Pressão Internacional e Ausência dos EUA
A ministra das Relações Exteriores do Reino Unido, Yvette Cooper, declarou que o encontro demonstra a "força da determinação internacional" para reabrir o Estreito de Ormuz através de meios políticos e diplomáticos. Cooper acusou o Irã de ter "sequestrado uma rota internacional de navegação", impactando negativamente os preços globais de petróleo e alimentos, que se tornaram "insustentáveis". Donald Trump, presidente dos EUA, reiterou que a responsabilidade de garantir a segurança da rota cabe a outros países e criticou aliados europeus por falta de apoio na guerra. Ele também ameaçou retirar os EUA da OTAN.

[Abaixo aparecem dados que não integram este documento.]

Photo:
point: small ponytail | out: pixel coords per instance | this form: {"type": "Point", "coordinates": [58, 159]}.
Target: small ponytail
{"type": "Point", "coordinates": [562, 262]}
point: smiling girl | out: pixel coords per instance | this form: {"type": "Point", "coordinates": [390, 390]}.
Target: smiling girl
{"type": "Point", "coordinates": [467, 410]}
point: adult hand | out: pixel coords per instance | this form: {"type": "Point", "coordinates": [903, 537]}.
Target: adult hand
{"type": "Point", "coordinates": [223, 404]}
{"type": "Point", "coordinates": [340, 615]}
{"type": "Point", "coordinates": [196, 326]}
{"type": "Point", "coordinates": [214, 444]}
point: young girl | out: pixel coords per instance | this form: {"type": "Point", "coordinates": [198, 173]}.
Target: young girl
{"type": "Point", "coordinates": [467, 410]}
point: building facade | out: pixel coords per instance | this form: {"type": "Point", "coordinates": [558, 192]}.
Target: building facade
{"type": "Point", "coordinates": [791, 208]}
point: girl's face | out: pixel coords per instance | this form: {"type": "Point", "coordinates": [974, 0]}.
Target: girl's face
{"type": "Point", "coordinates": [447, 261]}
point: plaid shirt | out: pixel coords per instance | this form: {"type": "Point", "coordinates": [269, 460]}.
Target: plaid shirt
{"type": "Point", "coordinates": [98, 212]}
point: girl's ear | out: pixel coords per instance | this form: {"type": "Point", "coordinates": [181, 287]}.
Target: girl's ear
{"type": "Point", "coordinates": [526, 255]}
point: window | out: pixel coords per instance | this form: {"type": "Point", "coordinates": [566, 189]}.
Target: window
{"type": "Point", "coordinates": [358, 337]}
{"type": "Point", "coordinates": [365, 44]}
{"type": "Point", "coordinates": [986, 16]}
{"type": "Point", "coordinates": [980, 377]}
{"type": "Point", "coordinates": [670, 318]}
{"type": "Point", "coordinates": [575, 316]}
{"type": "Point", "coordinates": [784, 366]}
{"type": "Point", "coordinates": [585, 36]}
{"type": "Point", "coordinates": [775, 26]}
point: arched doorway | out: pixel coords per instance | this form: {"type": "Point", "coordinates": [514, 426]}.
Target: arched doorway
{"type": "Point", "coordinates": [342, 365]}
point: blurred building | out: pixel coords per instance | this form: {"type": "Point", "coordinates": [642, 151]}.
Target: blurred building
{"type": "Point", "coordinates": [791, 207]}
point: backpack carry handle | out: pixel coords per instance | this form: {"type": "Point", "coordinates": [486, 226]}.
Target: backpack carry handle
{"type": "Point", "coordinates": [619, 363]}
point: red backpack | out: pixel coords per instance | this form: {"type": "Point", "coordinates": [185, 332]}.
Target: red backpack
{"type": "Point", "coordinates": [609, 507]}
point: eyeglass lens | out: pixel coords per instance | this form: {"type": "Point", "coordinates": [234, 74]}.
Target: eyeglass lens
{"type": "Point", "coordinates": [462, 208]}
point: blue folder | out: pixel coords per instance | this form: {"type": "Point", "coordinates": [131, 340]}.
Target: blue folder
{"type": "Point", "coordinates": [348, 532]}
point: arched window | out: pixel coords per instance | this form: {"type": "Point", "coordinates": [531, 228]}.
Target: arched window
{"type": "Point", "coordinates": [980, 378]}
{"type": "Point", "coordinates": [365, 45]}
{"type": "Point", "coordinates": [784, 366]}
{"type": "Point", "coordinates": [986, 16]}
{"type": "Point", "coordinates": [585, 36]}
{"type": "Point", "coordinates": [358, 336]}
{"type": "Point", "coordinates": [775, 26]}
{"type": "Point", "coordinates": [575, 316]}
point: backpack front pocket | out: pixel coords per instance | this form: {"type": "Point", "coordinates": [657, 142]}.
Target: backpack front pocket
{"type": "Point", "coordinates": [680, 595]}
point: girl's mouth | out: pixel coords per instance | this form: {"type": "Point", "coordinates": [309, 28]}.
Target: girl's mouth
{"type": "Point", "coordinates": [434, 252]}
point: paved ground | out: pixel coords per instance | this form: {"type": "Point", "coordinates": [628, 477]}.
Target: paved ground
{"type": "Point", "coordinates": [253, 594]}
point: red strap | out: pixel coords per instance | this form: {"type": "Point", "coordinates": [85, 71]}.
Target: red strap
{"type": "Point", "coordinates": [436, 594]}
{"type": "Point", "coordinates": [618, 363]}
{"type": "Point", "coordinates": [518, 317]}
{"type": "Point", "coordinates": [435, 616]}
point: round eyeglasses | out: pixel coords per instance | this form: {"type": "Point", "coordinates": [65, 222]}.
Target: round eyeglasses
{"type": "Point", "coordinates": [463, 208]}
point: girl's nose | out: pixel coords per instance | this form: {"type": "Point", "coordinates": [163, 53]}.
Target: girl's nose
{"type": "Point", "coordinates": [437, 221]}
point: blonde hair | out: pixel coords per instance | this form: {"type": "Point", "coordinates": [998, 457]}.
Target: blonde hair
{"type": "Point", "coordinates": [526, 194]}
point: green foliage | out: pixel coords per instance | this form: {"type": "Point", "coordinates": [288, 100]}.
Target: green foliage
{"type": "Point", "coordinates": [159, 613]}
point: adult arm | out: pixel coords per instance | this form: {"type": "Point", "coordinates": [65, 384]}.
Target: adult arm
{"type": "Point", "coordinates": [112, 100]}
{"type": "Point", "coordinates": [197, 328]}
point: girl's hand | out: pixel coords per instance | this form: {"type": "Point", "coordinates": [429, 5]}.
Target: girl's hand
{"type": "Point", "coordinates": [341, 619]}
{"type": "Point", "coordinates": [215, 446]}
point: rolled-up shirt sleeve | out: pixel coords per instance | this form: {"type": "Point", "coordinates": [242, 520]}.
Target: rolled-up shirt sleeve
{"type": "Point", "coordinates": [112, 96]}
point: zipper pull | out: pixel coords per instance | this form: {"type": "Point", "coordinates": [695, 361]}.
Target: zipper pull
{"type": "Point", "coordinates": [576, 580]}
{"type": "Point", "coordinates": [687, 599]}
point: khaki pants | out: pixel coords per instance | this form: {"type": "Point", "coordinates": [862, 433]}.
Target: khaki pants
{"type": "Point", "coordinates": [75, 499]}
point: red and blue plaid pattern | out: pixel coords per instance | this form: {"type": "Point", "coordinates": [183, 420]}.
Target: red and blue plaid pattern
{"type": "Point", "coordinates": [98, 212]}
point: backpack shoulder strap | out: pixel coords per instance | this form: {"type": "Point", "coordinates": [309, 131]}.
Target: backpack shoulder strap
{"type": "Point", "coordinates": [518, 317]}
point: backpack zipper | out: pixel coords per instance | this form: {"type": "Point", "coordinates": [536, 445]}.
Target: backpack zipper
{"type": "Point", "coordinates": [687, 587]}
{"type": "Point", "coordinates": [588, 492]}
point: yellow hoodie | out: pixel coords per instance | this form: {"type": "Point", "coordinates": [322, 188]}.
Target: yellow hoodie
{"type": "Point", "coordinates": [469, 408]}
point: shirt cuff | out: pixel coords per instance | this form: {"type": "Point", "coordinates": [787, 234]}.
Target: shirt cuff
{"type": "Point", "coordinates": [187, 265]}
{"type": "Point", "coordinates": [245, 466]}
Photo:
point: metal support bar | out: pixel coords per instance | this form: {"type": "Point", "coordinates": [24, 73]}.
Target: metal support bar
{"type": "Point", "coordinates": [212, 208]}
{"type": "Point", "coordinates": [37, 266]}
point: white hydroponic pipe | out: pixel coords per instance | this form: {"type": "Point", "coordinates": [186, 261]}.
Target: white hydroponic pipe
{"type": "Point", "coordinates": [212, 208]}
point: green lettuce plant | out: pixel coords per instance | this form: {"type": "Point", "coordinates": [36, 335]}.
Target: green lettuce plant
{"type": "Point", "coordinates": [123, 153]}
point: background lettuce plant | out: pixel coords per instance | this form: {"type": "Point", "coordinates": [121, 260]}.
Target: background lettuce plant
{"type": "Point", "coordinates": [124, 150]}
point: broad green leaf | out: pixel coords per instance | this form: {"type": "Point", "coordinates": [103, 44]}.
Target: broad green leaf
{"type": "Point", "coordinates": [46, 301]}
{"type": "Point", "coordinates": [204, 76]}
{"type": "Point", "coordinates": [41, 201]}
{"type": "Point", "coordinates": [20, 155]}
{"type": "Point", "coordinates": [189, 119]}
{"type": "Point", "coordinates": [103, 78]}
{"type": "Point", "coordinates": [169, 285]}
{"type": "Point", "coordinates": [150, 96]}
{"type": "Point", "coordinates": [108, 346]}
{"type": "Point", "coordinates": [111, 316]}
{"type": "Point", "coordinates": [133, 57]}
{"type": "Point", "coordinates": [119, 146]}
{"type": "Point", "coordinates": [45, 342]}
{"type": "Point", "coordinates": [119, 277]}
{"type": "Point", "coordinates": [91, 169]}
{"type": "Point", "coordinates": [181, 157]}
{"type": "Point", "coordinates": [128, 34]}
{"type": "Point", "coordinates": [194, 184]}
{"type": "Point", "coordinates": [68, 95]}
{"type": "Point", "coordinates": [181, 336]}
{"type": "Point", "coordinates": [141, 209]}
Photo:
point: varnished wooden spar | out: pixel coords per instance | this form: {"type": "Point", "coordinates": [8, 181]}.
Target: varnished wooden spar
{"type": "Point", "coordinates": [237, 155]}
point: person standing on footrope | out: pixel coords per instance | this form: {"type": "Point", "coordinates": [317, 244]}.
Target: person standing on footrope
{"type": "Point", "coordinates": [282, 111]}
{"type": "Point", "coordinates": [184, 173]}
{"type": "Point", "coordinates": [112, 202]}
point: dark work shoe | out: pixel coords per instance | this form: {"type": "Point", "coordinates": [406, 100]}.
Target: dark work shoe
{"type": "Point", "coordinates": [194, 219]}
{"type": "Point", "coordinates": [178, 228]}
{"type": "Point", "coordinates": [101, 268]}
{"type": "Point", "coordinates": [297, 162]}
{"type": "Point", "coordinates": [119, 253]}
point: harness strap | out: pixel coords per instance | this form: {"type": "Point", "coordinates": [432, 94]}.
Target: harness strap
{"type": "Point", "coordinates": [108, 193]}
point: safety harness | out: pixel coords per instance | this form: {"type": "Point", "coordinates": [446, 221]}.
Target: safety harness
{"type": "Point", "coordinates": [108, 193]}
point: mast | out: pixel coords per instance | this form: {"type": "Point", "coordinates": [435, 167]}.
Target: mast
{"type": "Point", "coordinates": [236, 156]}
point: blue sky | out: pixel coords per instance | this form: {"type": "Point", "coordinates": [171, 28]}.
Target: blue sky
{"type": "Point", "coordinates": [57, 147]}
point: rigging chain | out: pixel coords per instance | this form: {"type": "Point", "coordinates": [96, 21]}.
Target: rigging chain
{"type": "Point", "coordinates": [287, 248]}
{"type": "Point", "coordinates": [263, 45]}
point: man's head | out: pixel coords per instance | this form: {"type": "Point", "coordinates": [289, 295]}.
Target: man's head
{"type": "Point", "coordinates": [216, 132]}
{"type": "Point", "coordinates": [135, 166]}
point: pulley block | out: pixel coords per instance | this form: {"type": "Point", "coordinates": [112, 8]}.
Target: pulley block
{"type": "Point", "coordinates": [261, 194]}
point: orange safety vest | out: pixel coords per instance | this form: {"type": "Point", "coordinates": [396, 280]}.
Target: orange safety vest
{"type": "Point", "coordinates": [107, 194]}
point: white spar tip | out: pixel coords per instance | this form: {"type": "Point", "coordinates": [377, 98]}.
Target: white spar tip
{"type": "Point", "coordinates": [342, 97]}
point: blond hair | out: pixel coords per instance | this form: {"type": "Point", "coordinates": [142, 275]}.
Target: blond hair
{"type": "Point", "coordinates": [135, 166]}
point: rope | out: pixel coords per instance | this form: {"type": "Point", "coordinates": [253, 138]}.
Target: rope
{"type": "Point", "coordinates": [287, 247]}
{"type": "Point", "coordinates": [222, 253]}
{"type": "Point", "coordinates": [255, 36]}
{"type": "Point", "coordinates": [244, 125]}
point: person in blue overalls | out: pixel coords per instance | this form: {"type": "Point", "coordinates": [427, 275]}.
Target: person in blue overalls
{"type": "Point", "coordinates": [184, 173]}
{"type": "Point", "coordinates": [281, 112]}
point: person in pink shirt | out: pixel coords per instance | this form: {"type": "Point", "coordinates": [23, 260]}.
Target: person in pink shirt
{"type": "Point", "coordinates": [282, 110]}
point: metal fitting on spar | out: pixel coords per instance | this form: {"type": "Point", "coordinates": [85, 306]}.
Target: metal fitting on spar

Posição Chinesa e Resposta Iraniana
A porta-voz do Ministério das Relações Exteriores da China, Mao Ning, afirmou que a "causa principal" das interrupções no Estreito de Ormuz são as "operações militares ilegais dos Estados Unidos e de Israel contra o Irã". A China pediu um cessar-fogo imediato no Oriente Médio e repudiou as ameaças de escalada de Trump, alertando que "meios militares não podem resolver fundamentalmente o problema". O Irã respondeu ao discurso de Trump, declarando que a guerra continuará "até a rendição e o arrependimento permanente do inimigo".
Impacto no Tráfego Marítimo
Ataques iranianos a navios comerciais levaram a uma paralisação quase total do tráfego no Estreito de Ormuz, rota essencial para o transporte global de petróleo. Desde 28 de fevereiro, foram registrados 23 ataques diretos a embarcações comerciais, resultando na morte de 11 tripulantes, de acordo com a Lloyd’s List Intelligence. O fluxo de navios diminuiu drasticamente.